9. Step Up Your EMIs & Payments

Your income will keep increasing with time. This would allow you to make higher loan payments with time which, in turn, will help you get out of debt earlier. So make use of your investment income, annual hikes, windfalls, bonus incomes, and increase in salaries to make pre-payments on your loans or to step up your EMI. Pre-payments are normally charge-free on floating rate home loans but may attract charges on car loans, personal loans etc. However, getting out of debt is your objective, and pre-paying will help you reduce your interest out-go.

10. Look For Ways To Increase Your Income

Make an effort to try and secure a second job to earn an additional stream of income. The idea is to allocate your secondary income towards debts in order to settle them quickly. There are several ways with which you can earn an additional income. Find a gig that is relevant to your background, skills, and knowledge.

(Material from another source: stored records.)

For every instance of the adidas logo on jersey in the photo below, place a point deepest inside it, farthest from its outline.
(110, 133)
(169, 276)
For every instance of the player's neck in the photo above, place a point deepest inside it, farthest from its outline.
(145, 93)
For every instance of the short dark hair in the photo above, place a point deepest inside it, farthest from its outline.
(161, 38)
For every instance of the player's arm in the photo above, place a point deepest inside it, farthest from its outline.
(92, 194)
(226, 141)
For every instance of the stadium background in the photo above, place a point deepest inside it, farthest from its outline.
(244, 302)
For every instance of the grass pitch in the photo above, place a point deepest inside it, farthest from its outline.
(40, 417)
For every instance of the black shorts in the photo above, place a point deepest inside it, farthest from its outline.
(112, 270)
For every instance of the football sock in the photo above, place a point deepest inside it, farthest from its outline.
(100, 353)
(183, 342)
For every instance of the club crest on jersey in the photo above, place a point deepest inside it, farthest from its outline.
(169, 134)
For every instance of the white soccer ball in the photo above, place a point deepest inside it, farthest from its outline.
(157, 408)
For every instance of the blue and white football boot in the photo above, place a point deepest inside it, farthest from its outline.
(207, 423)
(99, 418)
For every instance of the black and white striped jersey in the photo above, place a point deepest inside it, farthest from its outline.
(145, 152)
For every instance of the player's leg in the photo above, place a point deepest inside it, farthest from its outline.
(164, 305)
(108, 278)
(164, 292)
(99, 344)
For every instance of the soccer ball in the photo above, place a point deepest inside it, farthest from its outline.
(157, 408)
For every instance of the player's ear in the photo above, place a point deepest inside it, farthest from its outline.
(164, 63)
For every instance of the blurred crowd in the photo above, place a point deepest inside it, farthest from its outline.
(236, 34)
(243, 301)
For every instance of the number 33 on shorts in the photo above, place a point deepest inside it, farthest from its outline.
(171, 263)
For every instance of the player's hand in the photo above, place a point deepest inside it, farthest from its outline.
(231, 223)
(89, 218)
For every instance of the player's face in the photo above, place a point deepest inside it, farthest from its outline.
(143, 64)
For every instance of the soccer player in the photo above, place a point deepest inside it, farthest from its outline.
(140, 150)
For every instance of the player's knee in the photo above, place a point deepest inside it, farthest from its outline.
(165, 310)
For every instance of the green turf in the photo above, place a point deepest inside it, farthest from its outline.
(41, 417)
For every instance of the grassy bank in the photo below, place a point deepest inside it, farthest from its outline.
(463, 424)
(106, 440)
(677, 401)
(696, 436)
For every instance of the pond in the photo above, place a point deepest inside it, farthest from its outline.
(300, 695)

11. Avoid Loan Settlements

When you are financially strained and unable to repay your debts, your lender may offer you a loan settlement option. It would allow you to pay part of your dues (normally the whole principal dues and none or part of your interest dues) and consider the loan “settled”. A loan settlement will get the recovery agents off your back, but the settlement will continue to reflect on your credit report, making future borrowings very difficult.

12. Get No Dues Certificate

Once you’ve repaid a loan, ensure you get a no-dues certificate from your bank and lender. This document certifies that you have settled your dues in full and that there is no controversy over this fact. If your loan was securitised, ensure you have collected the pledged collateral back. It could be collecting your property documents, getting rid of the lien on a fixed deposit, or removing the hypothecation on your car. This is absolutely necessary, and there should be no doubts whether your dues are cleared or not.

13. Keep Track Of Your Credit Score

A healthy credit score is the hallmark of a good borrower. These days, the best loan offers are reserved for borrowers who have a credit score of 750 or more. If your score is below this mark, you should ascertain the reasons for it. This may be because you have borrowed too much, or have late payments, defaults, and loan settlements. Therefore, at least every quarter, and especially after the closure of any loan account, you should refer to your credit report to ascertain that its details are as per your expectations.

It is very important for you to believe that there is a way out of any kind of debt-laden situation. While it may take some time, do remember that if you can create a plan and stick to it, you will be able to pay all your debts.